As a property owner, it's important to ensure that your investment is managed efficiently and effectively.

Monday, May 22nd 2023, 11:33AM 4 Comments

This requires finding a competent property manager who can handle all aspects of property management, such as tenant screening and maintenance issues, says property management company Propertyscouts.

However, not all property managers are equal, and it's crucial to ask the right questions before entrusting your property to anyone.

Propertyscouts director Ryan Weir says while the company receives many inquiries as property managers, there are a few critical questions that are rarely asked:

1. What's the on-time rent payment percentage?

One of the biggest risks for landlords is rental arrears. If the tenant misses a payment, the outgoings for the landlord don’t stop. When tenants fail to pay rent on time, landlords can find themselves facing financial pressure, as they still have regular payments to make, such as mortgage payments, rates, insurance, repairs, and maintenance. It's therefore essential to ask your property manager what percentage of their tenants make on-time rental payments.
Ideally, the percentage should be more than 98%. A figure of 99% is considered very good. Asking the property manager about the percentage of tenants making on-time rental payments can help landlords prepare for possible rent payment delays and plan accordingly.

Propertyscouts, offers property owners a rent guarantee. This means that even if a tenant falls into arrears, on-time payments are unlikely to be an issue.

2. What's the occupancy rate?

Occupancy rate is another crucial factor to consider when choosing a property manager. A higher occupancy rate means fewer vacancies and more rental income for you. What's the point in saving a little on the management fee if their occupancy rate is worse than a more expensive property manager?
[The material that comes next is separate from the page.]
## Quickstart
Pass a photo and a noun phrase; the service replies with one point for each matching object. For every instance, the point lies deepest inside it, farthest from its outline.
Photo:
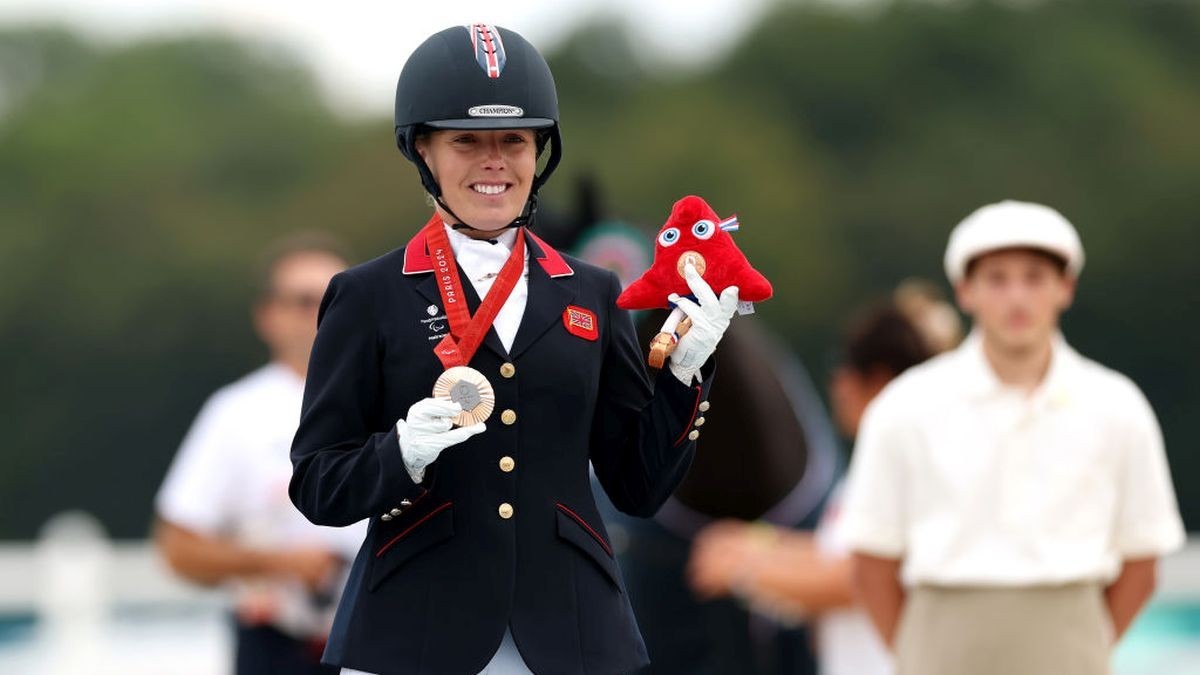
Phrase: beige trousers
(1000, 631)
Let's say the rent for your property is $580 per week, making the total rent per annum $30,160 (52 x $580) based on 100% occupancy. A good property manager may achieve a 99% occupancy rate, meaning the property is empty for only one week every two years, resulting in a loss of half a week's rent per year on average ($290).

On the other hand, a cheaper property manager may only achieve a 97% occupancy rate, resulting in the property being empty for three weeks every two years, meaning a loss of one and a half weeks' rent per year on average ($870). As you can see, even though the cheaper property manager may charge less for management fees (saving you about $300 p.a.), they cost more in the long run once you factor in occupancy rates.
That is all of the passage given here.